Open nikishe opened 1 month ago
AutoMD -i "desmond_setup_2-out.cms" -S OUC -t 100 -H "cpu" -G "gpu"
I think you could try to submit a slurm job to the computing node to run AutoMD with localhost.
" to run AutoMD with localhost."
Sorry finding this abit vague(but probably due to my understanding)
, can you show me an example, as I am reading it as submitting a job that kicks off a process, outside the scheduler
You just need to run a local AutoMD job in your slurm script.
AutoMD -i "desmond_setup_2-out.cms" -S OUC -t 100 -H "localhost" -G "localhost"
Meanwhile, don't forget to modify your host file to add the GPU to the queue localhost
. Such as:
name: localhost
gpgpu: 0, Tesla V100
gpgpu: 1, Tesla V100
gpgpu: 2, Tesla V100
gpgpu: 3, Tesla V100
You can refer to the previous issue: Installation](https://github.com/Wang-Lin-boop/AutoMD/issues/1#issuecomment-1983836184)
Wont this run the job outside the scheduler? I will give it a go, but I worry this will run ouutside the scheduler risking other peoples jobs on that node
No, you need to submit this slurm job to the scheduler via sbatch
.
Have you submitted a slurm job script? It seems like you don't use sbatch
to submit jobs very often. Please refer to slurm
The slurm job script
look like:
cat<<EOF > AutoMD.slurm
#! /bin/bash
#SBATCH --job-name=AutoMD
#SBATCH --nodes=1
#SBATCH --gres=gpu:1
#SBATCH --partition=gpu
#SBATCH --ntasks=6
#SBATCH --time=120:00:00
#SBATCH --output=AutoMD.out
#SBATCH --error=AutoMD.out
AutoMD -i "desmond_setup_2-out.cms" -S OUC -t 100 -H "localhost" -G "localhost"
EOF
sbatch --gpus=1 AutoMD.slurm
Thank you for your suggestions its all working now, Issue was
` -H "localhost" -G "localhost"`
Was under the impression H and G had to point to something that creates a job on slurm . in my case they were pointing to:
# 1 hour wall time, 40 tasks with default 1 cpu/task
name: batch-small
host: localhost
schrodinger: ${SCHRODINGER}
queue: SLURM2.1
qargs: --export=ALL --cpus-per-task=1 --mem-per-cpu=10GB --time=00:20:00 --partition=gpu-h100 --qos=gpu --gres=gpu:h100:1
tmpdir: /tmp
# 1 hour wall time, 40 tasks with default 1 cpu/task
name: batch-a100
host: localhost
schrodinger: ${SCHRODINGER}
queue: SLURM2.1
qargs: --export=ALL --cpus-per-task=1 --mem-per-cpu=10GB --time=00:20:00 --partition=gpu --qos=gpu --gres=gpu:1
tmpdir: /tmp
This and the use of both interactive and batch jobs led to my issues. I think a few scenarios in the readme might help future newbys. I am happy to do a pull request if you think it will be a good idea
The localhost
here means localhost in computing node, not the login node. This is equal to you using the queue information in the hosts file to have Desmond commit each stage to the compute node individually. Both are allowed by the scheduler.

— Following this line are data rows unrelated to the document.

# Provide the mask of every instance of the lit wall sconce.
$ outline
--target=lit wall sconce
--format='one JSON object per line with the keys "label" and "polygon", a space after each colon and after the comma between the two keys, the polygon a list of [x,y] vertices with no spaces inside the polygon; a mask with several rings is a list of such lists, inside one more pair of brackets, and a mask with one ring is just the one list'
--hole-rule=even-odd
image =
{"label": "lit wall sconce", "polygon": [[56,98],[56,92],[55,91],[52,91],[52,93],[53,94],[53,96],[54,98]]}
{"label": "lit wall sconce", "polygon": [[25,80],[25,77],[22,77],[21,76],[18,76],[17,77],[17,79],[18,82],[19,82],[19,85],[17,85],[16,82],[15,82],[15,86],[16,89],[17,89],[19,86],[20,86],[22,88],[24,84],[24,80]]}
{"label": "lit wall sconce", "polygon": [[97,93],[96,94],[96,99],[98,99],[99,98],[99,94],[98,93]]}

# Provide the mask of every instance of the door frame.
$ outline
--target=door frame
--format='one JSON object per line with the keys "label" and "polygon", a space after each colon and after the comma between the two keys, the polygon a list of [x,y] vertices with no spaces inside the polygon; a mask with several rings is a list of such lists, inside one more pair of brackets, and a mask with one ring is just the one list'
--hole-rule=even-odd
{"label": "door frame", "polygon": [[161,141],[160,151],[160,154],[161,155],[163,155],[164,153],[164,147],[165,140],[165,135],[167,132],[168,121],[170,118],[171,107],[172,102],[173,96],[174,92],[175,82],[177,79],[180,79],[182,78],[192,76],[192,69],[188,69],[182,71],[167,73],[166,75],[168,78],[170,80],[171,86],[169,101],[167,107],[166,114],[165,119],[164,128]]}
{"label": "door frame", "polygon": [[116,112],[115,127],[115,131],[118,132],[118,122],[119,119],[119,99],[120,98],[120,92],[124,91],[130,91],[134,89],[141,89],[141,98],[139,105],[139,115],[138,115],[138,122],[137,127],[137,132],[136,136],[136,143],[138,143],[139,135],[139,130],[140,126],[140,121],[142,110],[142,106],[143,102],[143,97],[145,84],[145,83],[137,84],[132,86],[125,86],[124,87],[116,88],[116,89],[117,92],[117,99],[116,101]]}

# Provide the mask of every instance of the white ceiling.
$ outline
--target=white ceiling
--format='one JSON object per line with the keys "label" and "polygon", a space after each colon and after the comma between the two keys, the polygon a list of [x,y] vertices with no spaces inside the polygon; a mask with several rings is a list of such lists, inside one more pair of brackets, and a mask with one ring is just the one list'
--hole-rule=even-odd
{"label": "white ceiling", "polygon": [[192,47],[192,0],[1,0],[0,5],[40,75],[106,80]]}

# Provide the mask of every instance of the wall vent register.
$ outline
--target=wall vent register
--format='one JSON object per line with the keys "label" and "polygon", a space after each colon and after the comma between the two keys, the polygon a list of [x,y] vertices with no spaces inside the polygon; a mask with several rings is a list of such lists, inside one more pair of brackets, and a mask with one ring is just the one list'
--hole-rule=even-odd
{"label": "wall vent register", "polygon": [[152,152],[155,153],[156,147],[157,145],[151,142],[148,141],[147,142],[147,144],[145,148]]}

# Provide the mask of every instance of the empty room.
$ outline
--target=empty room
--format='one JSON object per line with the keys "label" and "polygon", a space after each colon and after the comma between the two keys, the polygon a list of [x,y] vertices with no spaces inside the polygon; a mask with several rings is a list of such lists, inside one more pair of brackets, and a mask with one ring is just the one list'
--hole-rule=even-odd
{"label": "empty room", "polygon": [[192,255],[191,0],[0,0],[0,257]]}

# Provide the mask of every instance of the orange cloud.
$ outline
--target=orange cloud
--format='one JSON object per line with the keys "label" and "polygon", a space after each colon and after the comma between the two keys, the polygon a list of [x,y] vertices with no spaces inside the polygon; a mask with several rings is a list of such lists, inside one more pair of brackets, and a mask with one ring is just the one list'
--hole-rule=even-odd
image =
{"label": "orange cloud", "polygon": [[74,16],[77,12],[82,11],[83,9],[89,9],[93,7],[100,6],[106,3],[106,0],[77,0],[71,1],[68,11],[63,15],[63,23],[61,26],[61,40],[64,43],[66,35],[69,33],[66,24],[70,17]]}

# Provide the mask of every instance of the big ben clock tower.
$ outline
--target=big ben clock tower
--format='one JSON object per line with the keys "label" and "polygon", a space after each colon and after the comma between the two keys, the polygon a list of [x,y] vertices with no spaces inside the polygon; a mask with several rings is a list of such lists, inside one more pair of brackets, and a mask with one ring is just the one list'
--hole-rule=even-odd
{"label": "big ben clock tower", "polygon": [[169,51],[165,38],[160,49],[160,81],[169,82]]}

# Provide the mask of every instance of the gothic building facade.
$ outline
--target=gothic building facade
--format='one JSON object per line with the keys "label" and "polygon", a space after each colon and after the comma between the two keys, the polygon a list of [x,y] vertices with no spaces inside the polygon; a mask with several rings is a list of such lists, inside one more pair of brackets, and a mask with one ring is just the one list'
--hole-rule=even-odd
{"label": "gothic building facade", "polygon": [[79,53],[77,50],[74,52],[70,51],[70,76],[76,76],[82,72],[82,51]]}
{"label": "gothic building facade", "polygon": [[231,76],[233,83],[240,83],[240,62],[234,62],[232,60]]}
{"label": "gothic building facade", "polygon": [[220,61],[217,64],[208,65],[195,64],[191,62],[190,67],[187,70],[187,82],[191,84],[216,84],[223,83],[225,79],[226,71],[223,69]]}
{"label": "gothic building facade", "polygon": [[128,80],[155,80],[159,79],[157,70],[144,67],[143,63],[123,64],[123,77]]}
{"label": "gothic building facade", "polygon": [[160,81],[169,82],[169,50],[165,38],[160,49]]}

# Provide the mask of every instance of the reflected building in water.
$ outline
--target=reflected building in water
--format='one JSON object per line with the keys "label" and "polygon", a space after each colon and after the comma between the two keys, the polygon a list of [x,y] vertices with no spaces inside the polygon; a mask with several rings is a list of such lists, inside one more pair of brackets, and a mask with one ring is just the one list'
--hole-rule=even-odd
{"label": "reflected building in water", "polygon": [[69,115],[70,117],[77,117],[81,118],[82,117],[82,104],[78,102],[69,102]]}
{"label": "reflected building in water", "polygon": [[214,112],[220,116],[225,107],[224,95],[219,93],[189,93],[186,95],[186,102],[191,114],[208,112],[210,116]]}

Glad you solved the problem. It's a good idea to organize some of the issues that newbies might have.
Hey AutoMD team, we have it working now , It works through stage 1-10. From stage 3-10 as it will be using a GPU , it creates a slurm job for every stage , is there a way to tell it to run all 7 gpu stages on one slurm job as I am getting penalised by the schedulers fair use policy; and it also means a lot of time is lost waiting for resources. Any advice?